In my last post, I shared why I thought that the book Groundswell was a piece of the convincing puzzle in social media – for those who remain skeptical about the value of online marketing. I included a chart that described what most businesses are doing everyday and how those activities translate to online behaviour.
This morning, as I was wondering around on the web, I came across this visual (thanks to Mark Smikilas at Intersection Consulting for it). Mark probably used it in another context, but when I looked at it, I was reminded that if you are trying to reach your customers, you better be where they are and begin to build relationships with them there.
Where are your people online? Are they reading or creating blogs? Do they hang out at Camp Twitter? Some may have not even ventured from Camp Newsletter (good reason not to give up that newsletter yet). Your mission – should you choose to accept it, is to find where they are and camp with them. Spend time and build relationships with them.
As you build campsites in different locations (your blog, your newsletter, Facebook, Twitter or Instagram) you don’t have to keep your camps separate.
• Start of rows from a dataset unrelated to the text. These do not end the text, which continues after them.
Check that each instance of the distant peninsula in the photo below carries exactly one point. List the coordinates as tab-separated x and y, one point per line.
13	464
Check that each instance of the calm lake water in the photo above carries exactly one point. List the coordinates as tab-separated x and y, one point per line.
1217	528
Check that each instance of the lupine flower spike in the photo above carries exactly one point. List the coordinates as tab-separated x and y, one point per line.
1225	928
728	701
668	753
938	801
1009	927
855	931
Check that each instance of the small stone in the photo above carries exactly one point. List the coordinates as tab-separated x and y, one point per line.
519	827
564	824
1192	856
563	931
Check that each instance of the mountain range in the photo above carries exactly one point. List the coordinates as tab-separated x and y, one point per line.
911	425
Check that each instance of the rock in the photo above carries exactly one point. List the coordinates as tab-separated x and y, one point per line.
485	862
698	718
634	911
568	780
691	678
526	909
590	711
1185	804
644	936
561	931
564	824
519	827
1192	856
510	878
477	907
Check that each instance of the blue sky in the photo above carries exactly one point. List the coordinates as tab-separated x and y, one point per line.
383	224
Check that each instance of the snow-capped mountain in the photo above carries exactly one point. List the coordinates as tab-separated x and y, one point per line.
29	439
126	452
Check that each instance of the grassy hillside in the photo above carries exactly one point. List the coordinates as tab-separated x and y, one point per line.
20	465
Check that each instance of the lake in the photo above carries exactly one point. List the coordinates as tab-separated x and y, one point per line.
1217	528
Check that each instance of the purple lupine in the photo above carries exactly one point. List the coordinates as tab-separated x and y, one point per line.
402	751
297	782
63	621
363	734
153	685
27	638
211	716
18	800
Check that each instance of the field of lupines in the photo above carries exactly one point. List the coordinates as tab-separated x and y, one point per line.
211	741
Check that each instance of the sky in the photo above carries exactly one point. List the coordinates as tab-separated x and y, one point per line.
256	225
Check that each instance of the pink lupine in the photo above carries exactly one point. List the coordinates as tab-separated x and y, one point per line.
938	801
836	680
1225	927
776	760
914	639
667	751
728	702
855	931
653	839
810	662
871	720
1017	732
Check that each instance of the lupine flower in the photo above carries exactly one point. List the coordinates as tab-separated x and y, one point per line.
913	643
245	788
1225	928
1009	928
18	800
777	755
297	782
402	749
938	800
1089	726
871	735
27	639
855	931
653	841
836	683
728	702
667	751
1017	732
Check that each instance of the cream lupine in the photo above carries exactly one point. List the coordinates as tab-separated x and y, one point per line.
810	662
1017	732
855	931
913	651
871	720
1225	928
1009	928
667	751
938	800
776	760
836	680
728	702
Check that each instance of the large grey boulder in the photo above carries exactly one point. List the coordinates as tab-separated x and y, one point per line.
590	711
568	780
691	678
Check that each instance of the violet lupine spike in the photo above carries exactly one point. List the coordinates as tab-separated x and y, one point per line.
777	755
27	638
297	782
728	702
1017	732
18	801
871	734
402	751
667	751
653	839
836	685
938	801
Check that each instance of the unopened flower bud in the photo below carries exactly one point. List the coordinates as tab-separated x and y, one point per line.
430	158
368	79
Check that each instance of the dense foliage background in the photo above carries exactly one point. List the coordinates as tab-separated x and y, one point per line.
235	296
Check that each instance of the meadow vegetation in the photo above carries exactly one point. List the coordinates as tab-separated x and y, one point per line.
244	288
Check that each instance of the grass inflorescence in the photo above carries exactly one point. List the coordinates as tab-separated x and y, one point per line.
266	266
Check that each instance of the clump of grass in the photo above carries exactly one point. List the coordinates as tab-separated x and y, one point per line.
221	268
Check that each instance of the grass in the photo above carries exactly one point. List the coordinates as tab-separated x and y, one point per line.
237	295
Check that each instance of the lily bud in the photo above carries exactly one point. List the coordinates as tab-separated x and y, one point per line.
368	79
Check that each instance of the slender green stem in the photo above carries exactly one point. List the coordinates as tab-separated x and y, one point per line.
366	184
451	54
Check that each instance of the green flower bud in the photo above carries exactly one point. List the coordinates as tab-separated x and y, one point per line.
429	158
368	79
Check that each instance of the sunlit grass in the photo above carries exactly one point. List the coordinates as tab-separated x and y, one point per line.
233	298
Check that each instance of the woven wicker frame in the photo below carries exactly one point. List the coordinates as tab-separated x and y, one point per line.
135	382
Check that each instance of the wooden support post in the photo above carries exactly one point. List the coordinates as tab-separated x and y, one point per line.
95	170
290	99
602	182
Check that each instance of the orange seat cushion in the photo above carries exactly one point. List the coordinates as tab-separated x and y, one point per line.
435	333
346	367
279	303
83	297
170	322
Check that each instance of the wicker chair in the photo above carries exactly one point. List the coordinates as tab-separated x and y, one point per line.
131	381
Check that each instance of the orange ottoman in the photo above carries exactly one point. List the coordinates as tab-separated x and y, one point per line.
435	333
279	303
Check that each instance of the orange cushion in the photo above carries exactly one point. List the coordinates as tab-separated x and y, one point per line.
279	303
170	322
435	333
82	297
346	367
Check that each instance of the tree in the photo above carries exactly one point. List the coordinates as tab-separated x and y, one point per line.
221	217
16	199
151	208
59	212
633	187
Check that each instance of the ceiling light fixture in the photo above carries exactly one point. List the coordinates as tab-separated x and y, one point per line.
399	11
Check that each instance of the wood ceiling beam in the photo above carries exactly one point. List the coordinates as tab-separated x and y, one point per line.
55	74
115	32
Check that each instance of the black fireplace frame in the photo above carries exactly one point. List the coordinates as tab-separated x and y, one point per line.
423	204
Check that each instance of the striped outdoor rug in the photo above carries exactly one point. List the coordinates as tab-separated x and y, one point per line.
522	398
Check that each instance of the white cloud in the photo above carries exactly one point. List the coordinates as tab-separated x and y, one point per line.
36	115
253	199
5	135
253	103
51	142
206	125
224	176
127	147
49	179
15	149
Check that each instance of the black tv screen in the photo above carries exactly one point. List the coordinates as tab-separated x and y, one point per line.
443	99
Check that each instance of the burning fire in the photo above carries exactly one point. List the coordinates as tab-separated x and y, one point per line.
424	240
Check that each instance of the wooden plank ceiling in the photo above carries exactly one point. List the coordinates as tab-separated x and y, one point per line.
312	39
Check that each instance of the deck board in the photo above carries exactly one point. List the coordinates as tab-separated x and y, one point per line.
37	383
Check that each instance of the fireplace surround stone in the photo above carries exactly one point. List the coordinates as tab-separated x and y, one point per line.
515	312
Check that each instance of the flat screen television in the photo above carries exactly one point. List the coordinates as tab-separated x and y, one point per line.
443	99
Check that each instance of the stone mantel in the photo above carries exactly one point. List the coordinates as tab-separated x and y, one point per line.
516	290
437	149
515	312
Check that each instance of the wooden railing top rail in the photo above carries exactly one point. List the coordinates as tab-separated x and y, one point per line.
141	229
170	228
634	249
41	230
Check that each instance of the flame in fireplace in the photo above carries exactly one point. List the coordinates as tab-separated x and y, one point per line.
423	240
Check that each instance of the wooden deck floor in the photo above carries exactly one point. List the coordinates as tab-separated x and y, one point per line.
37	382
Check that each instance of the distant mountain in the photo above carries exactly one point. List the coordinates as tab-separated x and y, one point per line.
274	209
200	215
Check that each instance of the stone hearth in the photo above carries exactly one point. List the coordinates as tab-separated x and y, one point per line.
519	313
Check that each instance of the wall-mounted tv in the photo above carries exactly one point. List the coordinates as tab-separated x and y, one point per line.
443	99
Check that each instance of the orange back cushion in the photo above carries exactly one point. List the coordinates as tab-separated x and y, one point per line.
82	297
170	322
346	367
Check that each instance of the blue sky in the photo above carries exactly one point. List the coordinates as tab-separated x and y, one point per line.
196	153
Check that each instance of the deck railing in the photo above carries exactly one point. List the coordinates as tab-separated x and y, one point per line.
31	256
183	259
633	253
In fact, one of your goals should be to cross-pollinate. As content creator, you can invite folks to visit other camps.
At Camp Newsletter, provide opportunities for people to visit Camp Facebook. At Camp Twitter, you can invite folks to Camp Blog. In this way, you introduce your audiences to one another, enhance both their online experience and find new ways to engage with them. You are helping to build audience interaction.
Where are your audiences? And how have you set up your camps? Do you cross-pollinate? And how is that working?
Let me know!
Photo Credit: Intersection Consulting
4 thoughts on “Camping – Social Media Style”
I personally think you need a mix of them all. Reading blogs, Camp Twitter and Camp Facebook. The more mediums that you have time to participate in, the better for you.
The key is to spend the most time where your connections spend it. Some mediums work better for some people and some mediums work better for others.
Thanks for your comment, Rob. And I agree with you. At the same time, it can be overwhelming for those who are new-ish to social media to dive in all at once. Here is the stress for businesses, I think. Businesses know that they need to migrate to the web but their identified customer base are not yet engaged. They need to help their clients to migrate. How can they do that? Some easy transitions might include adding links in email newsletters to introduce your blog or FB or LinkedIn.
The problem many of my clients are facing is that they don’t use social media themselves. Many are slow to realize that if their customers are on Facebook then they need to be on Facebook too. I explained to a client yesterday the difference between a facebook profile and business page. Small business owners need to educate themselves and not be afraid of social media tools. You are so right. It is about finding out where your audience is online and joining them.
Your comment speaks directly to needing to provide education and guidance to those who are newer to social media. Thanks for your thoughts.